Irons had just tracked drums for Jakob Dylan on the Wallflowers’ 2012 album, Glad All Over, and during the sessions he’d hatched a plan with longtime Wallflowers bassist Greg Richling. “Greg and I had previously talked about working together, and maybe with an up-and-coming singer-songwriter,” explains Irons. “So Jon and I put this out there to Greg and he dug it. About a month or so after first meeting with Jon, we all got together and started the process of the band and working on more tunes.”

At that point, Greene had been playing guitar since seventh grade—but in bands he’d always focused exclusively on vocals and used the 6-string solely for songwriting. Style-wise, he’s a big fan of quirky indie rock—the Mars Volta and Karate are major influences—but the tunes he’d worked up for Irons were much more straight ahead, just acoustic guitar and vocals. “They were so minimal,” Greene explains. “I was really trying to write ... not pop songs, but things with nice melodies and vocal turnarounds.”

The songs that ended up on Arthur Channel’s eponymous debut—including those from the original demos—are a far cry from the mellow versions Greene penned whilst among the sequoias of NorCal. For starters, Greene—who says of his guitar skills, “I was just kind of amateurish”—had to put down the Martin acoustic he was most accustomed to and get used to the Rickenbacker 360 loaned to him by a friend of Richling.

One gets the feeling Greene is being modest about his guitar abilities, though. His rich, unusual chord constructions were integral to the unique songwriting style that opened doors for him. Though the band did recruit a second guitarist to fill out the sound, Greene’s guitar work is the foundation of the songs and translates wonderfully to electric. “He has this amazing ability to pick out harmonically interesting chord choices that are not the obvious places to go,” says Richling.

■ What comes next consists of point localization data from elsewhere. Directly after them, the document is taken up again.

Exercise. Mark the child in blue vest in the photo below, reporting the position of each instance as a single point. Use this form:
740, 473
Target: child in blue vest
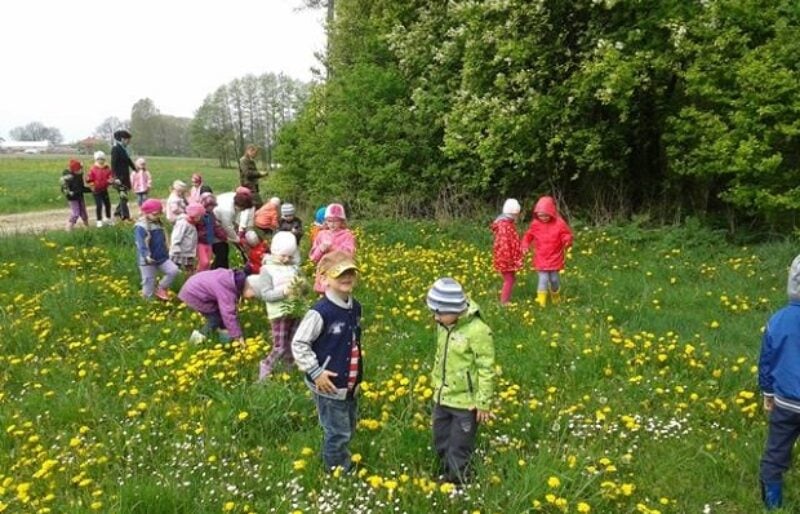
778, 369
327, 348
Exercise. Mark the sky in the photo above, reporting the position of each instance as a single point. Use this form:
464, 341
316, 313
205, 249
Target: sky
71, 64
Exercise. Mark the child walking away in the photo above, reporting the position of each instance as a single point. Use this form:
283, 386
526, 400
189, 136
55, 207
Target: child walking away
73, 188
778, 369
463, 377
198, 188
266, 217
506, 252
209, 232
279, 283
256, 250
327, 348
550, 236
141, 181
183, 244
336, 237
318, 225
215, 294
176, 202
99, 179
152, 251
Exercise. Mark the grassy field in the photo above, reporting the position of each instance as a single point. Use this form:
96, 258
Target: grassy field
638, 394
31, 182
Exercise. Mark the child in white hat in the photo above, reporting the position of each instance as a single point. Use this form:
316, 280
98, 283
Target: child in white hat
507, 252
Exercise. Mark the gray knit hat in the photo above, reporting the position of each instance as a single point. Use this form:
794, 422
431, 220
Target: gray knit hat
447, 297
793, 284
287, 209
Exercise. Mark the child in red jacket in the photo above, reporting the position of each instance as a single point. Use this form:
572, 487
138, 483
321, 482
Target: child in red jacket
550, 236
506, 252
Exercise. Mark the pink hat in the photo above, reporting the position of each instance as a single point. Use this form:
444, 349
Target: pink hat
195, 210
335, 211
151, 206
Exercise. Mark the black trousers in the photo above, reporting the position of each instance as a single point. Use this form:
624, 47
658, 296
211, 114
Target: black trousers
454, 432
220, 250
784, 428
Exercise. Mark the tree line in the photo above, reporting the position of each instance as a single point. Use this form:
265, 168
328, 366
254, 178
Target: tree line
668, 108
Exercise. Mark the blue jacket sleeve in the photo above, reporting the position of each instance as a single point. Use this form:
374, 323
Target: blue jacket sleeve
766, 363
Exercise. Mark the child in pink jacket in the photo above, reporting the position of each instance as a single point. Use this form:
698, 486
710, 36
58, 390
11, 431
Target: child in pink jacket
336, 236
550, 236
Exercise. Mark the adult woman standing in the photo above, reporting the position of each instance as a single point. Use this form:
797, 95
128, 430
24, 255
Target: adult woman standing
249, 174
121, 164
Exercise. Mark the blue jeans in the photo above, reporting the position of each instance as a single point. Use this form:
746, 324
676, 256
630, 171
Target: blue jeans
338, 421
548, 280
784, 428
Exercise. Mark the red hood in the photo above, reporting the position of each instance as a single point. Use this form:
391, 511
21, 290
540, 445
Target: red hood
546, 205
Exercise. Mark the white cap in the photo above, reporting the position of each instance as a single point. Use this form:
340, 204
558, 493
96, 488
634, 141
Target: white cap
511, 206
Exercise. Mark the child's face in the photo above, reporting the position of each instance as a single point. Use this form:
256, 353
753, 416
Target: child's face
447, 319
343, 284
248, 292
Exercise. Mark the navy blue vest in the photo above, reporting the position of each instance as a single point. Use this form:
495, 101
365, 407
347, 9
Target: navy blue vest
340, 327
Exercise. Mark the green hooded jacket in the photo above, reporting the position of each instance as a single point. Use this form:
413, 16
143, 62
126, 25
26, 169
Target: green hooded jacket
463, 372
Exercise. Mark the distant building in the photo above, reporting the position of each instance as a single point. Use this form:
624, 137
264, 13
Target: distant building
24, 146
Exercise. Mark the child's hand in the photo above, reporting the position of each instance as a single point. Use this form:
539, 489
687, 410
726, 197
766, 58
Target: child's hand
324, 383
482, 416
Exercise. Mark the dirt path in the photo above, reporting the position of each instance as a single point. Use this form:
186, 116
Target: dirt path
33, 222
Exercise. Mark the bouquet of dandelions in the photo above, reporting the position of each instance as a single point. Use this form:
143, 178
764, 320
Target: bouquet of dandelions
298, 297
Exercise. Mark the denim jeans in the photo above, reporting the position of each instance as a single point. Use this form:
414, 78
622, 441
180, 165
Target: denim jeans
784, 428
338, 421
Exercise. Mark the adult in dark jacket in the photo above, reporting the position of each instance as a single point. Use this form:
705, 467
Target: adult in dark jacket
249, 174
121, 166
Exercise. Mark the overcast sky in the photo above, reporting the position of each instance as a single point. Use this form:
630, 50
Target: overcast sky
70, 64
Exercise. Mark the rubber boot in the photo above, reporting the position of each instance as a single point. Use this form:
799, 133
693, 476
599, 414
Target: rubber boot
772, 495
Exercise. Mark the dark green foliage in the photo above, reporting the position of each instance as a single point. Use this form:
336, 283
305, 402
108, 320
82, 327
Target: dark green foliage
667, 108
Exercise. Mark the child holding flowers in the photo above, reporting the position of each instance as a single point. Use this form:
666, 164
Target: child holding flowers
327, 348
336, 237
280, 282
153, 252
215, 294
463, 377
550, 236
506, 252
141, 181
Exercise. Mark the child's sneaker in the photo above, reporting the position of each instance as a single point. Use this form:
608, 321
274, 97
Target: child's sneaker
197, 337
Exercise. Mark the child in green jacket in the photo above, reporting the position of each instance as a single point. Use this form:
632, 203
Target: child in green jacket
463, 377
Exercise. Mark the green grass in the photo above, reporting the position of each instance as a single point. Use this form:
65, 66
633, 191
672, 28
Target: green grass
636, 392
31, 183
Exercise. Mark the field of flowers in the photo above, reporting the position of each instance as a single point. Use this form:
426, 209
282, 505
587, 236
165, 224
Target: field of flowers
636, 395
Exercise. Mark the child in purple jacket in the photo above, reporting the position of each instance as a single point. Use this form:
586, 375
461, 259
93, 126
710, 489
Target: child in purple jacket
215, 294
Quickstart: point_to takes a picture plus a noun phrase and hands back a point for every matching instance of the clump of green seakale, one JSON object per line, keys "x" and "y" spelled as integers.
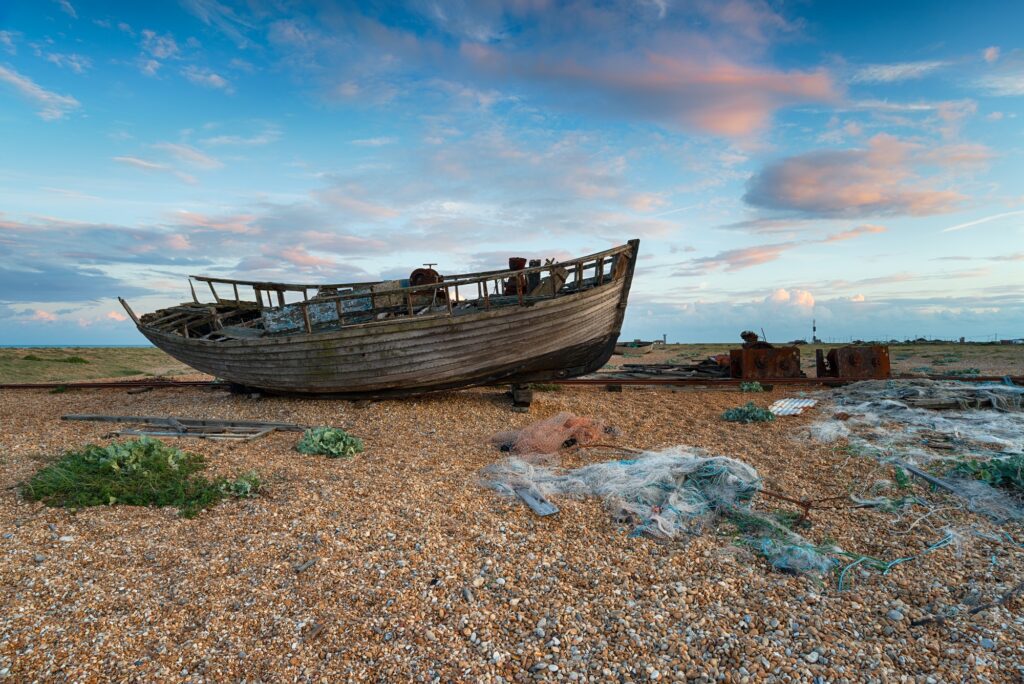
{"x": 333, "y": 442}
{"x": 136, "y": 472}
{"x": 749, "y": 413}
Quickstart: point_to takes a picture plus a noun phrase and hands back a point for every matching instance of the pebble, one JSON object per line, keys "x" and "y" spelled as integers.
{"x": 572, "y": 592}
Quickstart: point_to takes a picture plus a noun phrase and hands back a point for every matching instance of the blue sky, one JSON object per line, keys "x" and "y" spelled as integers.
{"x": 855, "y": 163}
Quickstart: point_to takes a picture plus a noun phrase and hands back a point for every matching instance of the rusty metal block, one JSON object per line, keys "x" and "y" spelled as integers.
{"x": 859, "y": 362}
{"x": 765, "y": 364}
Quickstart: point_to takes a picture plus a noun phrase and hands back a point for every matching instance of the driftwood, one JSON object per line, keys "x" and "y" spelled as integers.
{"x": 189, "y": 427}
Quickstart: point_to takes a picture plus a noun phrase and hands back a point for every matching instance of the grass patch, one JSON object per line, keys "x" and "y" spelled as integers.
{"x": 333, "y": 442}
{"x": 750, "y": 413}
{"x": 136, "y": 472}
{"x": 1007, "y": 473}
{"x": 67, "y": 359}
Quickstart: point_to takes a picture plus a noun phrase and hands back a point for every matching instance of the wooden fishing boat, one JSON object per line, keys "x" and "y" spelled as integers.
{"x": 377, "y": 339}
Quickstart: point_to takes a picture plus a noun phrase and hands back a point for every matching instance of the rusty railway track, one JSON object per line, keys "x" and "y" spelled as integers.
{"x": 659, "y": 381}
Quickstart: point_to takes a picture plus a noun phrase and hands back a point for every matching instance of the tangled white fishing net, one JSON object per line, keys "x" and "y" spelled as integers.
{"x": 664, "y": 495}
{"x": 921, "y": 422}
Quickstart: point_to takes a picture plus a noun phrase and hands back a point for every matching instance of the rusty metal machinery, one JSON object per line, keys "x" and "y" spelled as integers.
{"x": 860, "y": 362}
{"x": 765, "y": 362}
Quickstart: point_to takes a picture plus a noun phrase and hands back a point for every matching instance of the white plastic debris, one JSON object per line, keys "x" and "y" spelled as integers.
{"x": 791, "y": 407}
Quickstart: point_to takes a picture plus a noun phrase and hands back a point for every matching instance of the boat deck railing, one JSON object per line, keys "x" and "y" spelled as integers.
{"x": 272, "y": 295}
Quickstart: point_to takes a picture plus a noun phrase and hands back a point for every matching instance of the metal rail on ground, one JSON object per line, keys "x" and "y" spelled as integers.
{"x": 658, "y": 381}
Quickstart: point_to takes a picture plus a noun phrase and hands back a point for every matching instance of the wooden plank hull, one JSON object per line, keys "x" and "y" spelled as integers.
{"x": 562, "y": 337}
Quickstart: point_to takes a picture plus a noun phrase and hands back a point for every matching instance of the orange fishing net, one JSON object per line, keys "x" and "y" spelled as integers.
{"x": 551, "y": 434}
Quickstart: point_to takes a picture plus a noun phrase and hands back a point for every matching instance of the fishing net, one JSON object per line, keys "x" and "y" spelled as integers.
{"x": 665, "y": 495}
{"x": 551, "y": 434}
{"x": 936, "y": 425}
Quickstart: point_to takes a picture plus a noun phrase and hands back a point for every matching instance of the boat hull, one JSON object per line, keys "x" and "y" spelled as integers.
{"x": 562, "y": 337}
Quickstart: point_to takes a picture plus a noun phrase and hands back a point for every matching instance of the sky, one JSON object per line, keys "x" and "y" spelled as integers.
{"x": 856, "y": 164}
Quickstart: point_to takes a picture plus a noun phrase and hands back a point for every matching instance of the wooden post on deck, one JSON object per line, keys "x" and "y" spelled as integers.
{"x": 305, "y": 316}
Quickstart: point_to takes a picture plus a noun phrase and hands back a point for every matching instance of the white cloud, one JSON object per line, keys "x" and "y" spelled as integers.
{"x": 189, "y": 155}
{"x": 77, "y": 62}
{"x": 146, "y": 165}
{"x": 375, "y": 142}
{"x": 979, "y": 221}
{"x": 51, "y": 105}
{"x": 162, "y": 47}
{"x": 67, "y": 8}
{"x": 7, "y": 41}
{"x": 898, "y": 72}
{"x": 1009, "y": 84}
{"x": 206, "y": 78}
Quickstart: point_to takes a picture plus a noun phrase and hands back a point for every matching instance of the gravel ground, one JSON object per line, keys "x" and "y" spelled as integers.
{"x": 421, "y": 574}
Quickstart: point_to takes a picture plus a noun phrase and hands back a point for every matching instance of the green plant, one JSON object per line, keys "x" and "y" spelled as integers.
{"x": 246, "y": 485}
{"x": 137, "y": 472}
{"x": 964, "y": 372}
{"x": 333, "y": 442}
{"x": 1008, "y": 472}
{"x": 750, "y": 413}
{"x": 68, "y": 359}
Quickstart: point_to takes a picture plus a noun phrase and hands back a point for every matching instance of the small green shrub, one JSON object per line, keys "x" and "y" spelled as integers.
{"x": 1007, "y": 472}
{"x": 136, "y": 472}
{"x": 902, "y": 478}
{"x": 750, "y": 413}
{"x": 246, "y": 485}
{"x": 333, "y": 442}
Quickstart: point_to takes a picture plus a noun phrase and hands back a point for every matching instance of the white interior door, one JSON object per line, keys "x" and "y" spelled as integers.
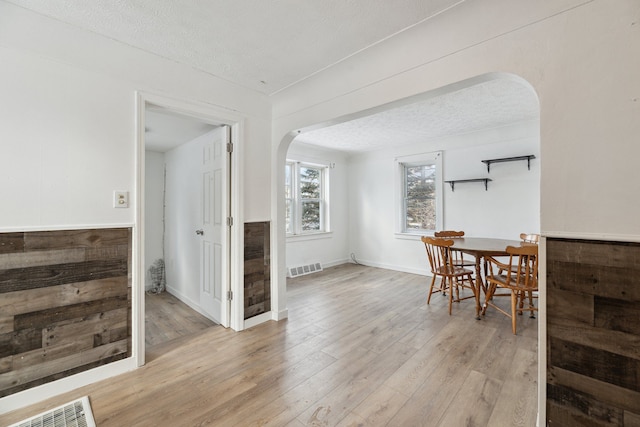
{"x": 213, "y": 233}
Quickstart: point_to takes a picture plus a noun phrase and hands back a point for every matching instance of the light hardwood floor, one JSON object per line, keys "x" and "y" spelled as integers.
{"x": 168, "y": 318}
{"x": 360, "y": 348}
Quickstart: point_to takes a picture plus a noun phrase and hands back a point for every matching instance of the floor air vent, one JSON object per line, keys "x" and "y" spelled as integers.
{"x": 304, "y": 269}
{"x": 73, "y": 414}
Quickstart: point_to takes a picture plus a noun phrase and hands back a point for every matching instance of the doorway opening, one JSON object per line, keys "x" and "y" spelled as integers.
{"x": 185, "y": 239}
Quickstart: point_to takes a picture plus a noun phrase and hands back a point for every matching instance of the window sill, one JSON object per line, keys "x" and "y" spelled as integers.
{"x": 310, "y": 236}
{"x": 413, "y": 236}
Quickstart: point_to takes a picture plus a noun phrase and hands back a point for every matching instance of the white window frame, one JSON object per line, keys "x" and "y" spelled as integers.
{"x": 297, "y": 201}
{"x": 434, "y": 158}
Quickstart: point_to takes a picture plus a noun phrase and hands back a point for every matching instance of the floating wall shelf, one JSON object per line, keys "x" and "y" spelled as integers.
{"x": 485, "y": 180}
{"x": 510, "y": 159}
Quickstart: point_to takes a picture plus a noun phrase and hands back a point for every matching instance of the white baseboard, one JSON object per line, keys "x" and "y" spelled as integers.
{"x": 419, "y": 271}
{"x": 64, "y": 385}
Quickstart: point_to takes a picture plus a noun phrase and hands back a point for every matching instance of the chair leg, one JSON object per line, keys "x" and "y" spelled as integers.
{"x": 514, "y": 301}
{"x": 531, "y": 312}
{"x": 433, "y": 281}
{"x": 491, "y": 288}
{"x": 450, "y": 294}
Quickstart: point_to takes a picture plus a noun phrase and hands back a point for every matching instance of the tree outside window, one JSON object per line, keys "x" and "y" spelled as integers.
{"x": 305, "y": 199}
{"x": 420, "y": 197}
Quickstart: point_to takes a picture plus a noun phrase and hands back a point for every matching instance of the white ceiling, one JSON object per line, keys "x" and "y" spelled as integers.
{"x": 268, "y": 45}
{"x": 491, "y": 104}
{"x": 265, "y": 45}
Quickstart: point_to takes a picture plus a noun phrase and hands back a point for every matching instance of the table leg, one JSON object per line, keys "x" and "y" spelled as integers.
{"x": 479, "y": 285}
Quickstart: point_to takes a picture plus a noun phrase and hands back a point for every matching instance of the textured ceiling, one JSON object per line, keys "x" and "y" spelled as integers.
{"x": 265, "y": 45}
{"x": 491, "y": 104}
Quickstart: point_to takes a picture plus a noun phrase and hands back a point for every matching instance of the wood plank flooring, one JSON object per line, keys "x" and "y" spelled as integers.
{"x": 360, "y": 348}
{"x": 168, "y": 318}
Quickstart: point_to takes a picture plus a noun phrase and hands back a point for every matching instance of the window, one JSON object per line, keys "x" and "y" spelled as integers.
{"x": 421, "y": 193}
{"x": 305, "y": 192}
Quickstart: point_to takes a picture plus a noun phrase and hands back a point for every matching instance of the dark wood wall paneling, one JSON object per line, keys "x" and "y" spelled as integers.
{"x": 257, "y": 269}
{"x": 65, "y": 304}
{"x": 593, "y": 333}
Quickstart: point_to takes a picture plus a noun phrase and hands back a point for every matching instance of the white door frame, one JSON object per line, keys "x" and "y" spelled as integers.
{"x": 210, "y": 114}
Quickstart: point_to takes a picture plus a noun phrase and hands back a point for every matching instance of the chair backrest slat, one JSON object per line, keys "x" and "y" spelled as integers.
{"x": 526, "y": 259}
{"x": 438, "y": 252}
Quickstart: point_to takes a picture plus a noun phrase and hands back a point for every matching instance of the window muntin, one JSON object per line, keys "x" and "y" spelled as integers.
{"x": 420, "y": 193}
{"x": 305, "y": 193}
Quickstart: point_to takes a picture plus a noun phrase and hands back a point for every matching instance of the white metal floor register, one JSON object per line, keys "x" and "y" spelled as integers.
{"x": 72, "y": 414}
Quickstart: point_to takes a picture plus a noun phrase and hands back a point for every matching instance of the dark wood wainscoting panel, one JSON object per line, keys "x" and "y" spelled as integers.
{"x": 593, "y": 333}
{"x": 65, "y": 304}
{"x": 257, "y": 269}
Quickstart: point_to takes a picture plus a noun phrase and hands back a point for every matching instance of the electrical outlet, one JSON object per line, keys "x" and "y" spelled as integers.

Greene attributes this to life-changing advice he got from a high school friend. “I was kind of in barre-chord mode,” he says, “and then a friend of mine named Daniel Lafleur, who is a very, very talented singer-songwriter, was like, ‘Just put your fingers all over the guitar. Make up chords—just land somewhere, make up a chord, and put a bunch of them together and see what comes out.’ That just expanded my view of the guitar and what you could do.”